Spasticity is a sign of upper motor neurone lesion, which can be located in the cerebrum or the spinal cord, and be caused by stroke, multiple sclerosis, spinal cord injury, brain injury, cerebral paresis, or other neurological conditions. Management is dependent on clinical assessment. Positive and negative effects of spasticity should be considered. Ashworth score and the modified Ashworth score are the most used scales for assessment of spasticity. These and other spasticity scales are based on assessment of resistance during passive movement. The main goal of management is functional improvement. A novel 100-point score to assess disability, function related to spasticity (Rekand disability and spasticity score) is proposed.

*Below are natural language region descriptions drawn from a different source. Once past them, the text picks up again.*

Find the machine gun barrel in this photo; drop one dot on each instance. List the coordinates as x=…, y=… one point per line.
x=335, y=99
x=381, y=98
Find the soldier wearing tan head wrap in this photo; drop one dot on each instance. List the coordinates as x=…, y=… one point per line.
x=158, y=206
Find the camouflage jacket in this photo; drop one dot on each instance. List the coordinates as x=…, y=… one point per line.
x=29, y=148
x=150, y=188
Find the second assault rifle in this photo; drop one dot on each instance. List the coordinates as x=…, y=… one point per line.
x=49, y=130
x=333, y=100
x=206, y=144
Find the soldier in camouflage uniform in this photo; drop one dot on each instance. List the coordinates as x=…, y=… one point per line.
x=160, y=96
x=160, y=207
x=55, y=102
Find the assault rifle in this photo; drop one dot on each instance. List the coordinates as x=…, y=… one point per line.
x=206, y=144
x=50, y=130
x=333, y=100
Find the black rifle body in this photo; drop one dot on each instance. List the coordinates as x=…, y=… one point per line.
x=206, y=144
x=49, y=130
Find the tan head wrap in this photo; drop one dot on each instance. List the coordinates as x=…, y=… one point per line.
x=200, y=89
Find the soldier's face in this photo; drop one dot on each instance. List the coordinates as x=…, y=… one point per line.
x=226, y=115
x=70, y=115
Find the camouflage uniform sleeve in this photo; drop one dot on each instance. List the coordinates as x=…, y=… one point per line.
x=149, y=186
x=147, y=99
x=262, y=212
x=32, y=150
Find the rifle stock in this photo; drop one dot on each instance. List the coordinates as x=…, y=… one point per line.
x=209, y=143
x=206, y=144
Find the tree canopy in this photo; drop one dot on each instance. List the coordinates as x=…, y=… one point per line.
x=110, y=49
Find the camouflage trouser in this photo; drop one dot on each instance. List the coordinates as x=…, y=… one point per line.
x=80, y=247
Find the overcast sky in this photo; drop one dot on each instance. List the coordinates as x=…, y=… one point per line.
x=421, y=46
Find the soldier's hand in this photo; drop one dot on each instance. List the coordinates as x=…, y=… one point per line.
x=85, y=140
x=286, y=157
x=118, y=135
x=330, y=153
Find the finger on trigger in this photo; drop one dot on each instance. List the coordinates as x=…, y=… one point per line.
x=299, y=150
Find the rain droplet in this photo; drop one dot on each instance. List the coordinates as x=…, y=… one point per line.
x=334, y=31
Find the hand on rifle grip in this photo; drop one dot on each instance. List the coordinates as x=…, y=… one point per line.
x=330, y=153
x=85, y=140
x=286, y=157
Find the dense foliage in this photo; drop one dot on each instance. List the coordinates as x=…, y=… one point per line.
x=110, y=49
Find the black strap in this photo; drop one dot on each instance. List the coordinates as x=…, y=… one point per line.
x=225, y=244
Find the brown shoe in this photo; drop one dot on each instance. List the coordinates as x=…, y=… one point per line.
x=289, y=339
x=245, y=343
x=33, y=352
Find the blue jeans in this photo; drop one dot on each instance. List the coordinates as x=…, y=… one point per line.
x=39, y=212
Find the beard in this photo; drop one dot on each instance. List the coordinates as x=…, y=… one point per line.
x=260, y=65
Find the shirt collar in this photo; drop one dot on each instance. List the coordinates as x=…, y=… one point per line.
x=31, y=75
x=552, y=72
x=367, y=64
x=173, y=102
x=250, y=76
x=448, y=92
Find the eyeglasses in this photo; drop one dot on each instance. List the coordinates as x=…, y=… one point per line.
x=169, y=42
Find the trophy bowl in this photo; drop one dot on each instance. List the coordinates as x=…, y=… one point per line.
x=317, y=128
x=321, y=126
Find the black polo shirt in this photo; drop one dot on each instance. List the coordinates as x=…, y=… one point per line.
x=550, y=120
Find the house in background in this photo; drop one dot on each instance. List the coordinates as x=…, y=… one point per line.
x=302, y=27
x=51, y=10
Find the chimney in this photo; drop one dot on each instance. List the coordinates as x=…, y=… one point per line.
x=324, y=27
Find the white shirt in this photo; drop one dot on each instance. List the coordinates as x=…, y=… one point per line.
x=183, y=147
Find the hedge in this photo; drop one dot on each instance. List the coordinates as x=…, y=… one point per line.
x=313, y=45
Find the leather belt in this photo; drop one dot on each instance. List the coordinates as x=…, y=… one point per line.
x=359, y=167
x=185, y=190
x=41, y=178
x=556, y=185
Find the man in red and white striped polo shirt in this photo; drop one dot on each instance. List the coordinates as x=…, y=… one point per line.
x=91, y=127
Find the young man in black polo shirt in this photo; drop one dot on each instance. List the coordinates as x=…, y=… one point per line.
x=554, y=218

Management of spasticity should be multimodal and should always include physiotherapy or exercise. Oral medications such as baclofen and tizanidine have limited efficacy and considerable side effects, but are easiest to use. Botulinum toxin combined with physiotherapy and/or orthopaedic surgery is effective treatment of localized spasticity. Treatment with intrathecal baclofen via programmable implanted pump is effective in generalized spasticity, particularly in the lower extremities. Neurosurgical and orthopaedic procedures may be considered in intractable cases.